It started as a fabric refresher in 1998, but it became clear that Febreze would never become one of P&G's coveted billion-dollar brands in such a limited category. So P&G took cues from consumers to turn Febreze into an air freshener, too, spurring rapid growth. The takeaway: Brand equities can be broader than marketers imagine.
The old P&G model was to build premium brands in the U.S. and export them. Naturella, a mid-tier-priced feminine protection brand featuring the herbal ingredient chamomile, started in Mexico, where it helped P&G regain category leadership. P&G transplanted the concept in Latin America, Russia and Poland within three years. Lesson: Developing markets and lower-income consumers can be launching pads for brands, too.
As the brand fell behind Kimberly-Clark Corp.'s Huggies in the 1990s, technical innovations like Pampers Rash Guard fell flat.

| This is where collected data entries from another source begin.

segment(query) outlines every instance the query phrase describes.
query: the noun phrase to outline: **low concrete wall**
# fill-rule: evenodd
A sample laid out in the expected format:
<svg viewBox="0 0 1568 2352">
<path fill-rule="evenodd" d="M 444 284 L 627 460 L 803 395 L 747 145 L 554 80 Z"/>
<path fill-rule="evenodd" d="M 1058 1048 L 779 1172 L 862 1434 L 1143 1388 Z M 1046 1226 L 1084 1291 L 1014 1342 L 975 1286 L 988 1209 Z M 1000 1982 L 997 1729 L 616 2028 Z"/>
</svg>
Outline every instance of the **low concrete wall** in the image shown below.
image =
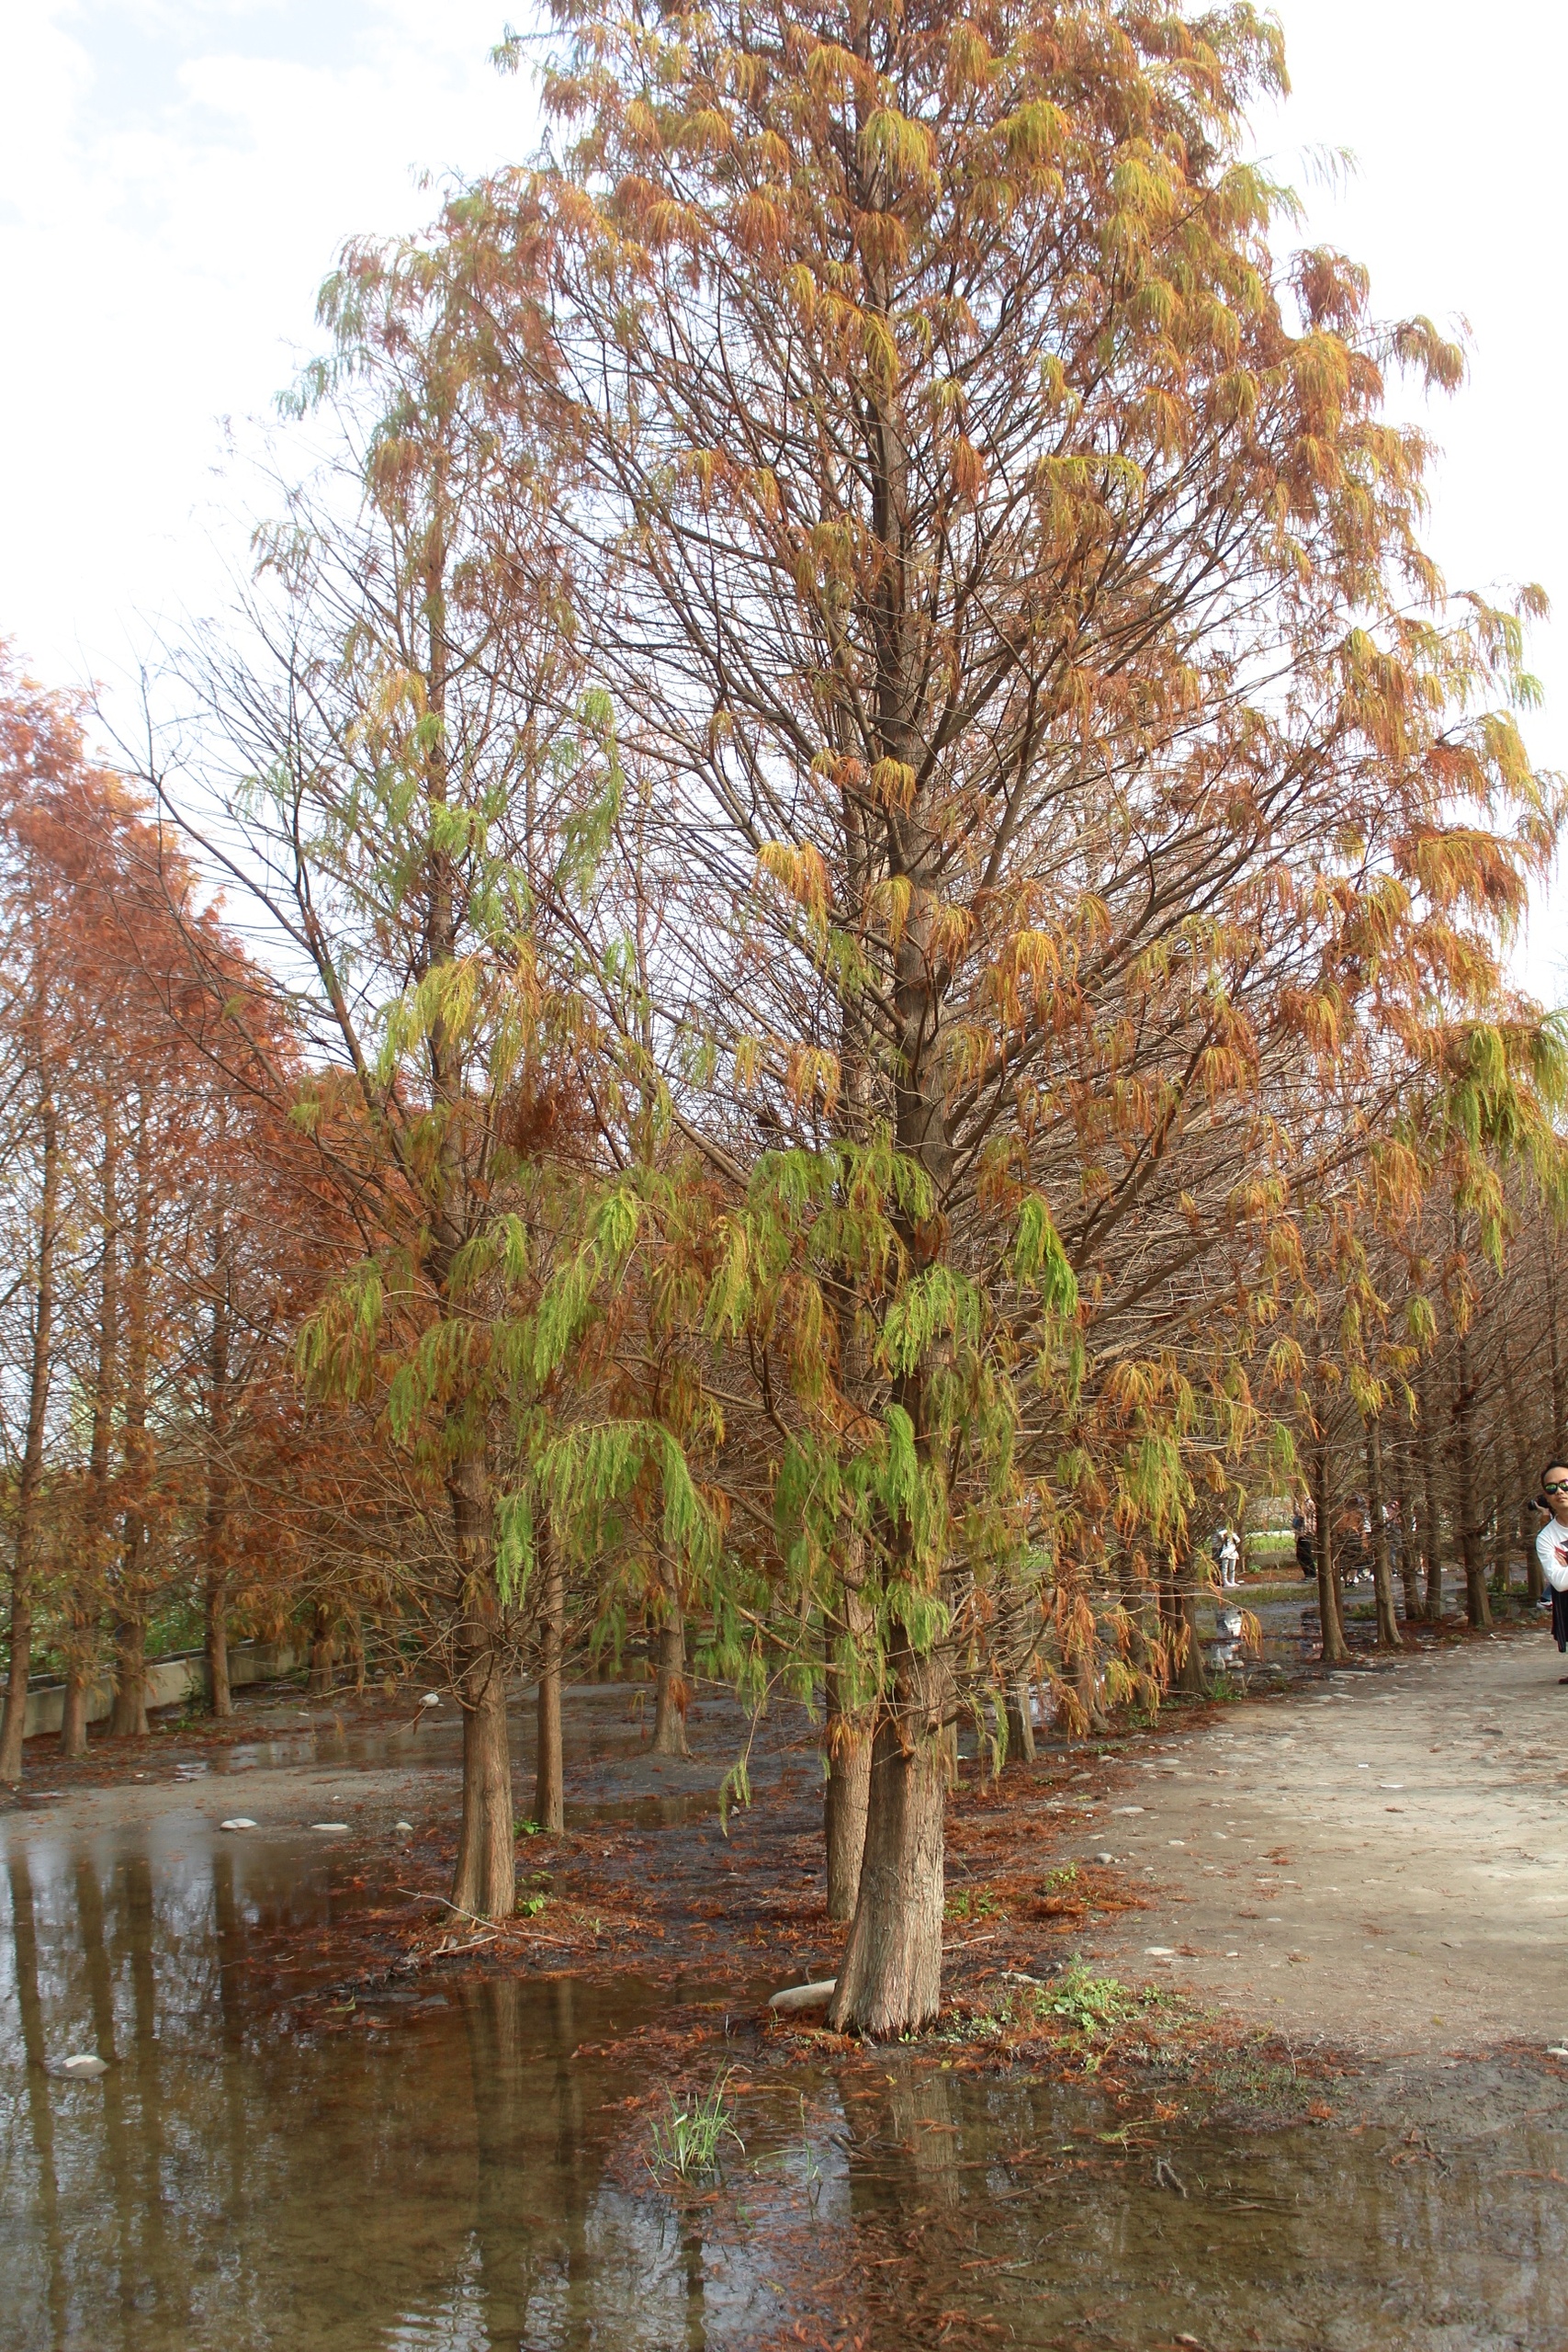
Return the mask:
<svg viewBox="0 0 1568 2352">
<path fill-rule="evenodd" d="M 271 1682 L 302 1662 L 303 1653 L 286 1642 L 231 1642 L 229 1681 L 238 1690 L 246 1682 Z M 209 1695 L 207 1658 L 201 1650 L 178 1650 L 173 1657 L 154 1658 L 147 1668 L 147 1704 L 177 1707 L 182 1699 Z M 95 1682 L 87 1693 L 87 1721 L 101 1724 L 114 1705 L 114 1685 Z M 43 1682 L 28 1692 L 27 1737 L 58 1731 L 65 1715 L 63 1682 Z"/>
</svg>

A product and advertising overhaul built around baby development and seeing the world through babies' eyes revived Pampers globally. Lesson: Emotional connections can trump benefit claims.
Tide and Downy
Detergent-softener combos had come and largely gone before Tide With a Touch of Downy hit stores in 2004. But the co-branded iteration scored an 8% market share and helped push Tide to record sales without significantly hurting Downy or the fabric softener category. Lesson: Roll out the brand matrix; co-branding works. Pantene-Clairol and Cover Girl-Olay products also have recently launched.
A once dowdy brand built around the pink beauty fluid Oil of Olay, the brand has gotten a makeover. The "Oil" is gone, and such products as Daily Facials cloths, Regenerist age-defying products and Quench body lotion have turned Olay into a $2 billion global powerhouse growing at more than 20% annually. Lesson: Innovation can make even "Oil of Old Lady" young again.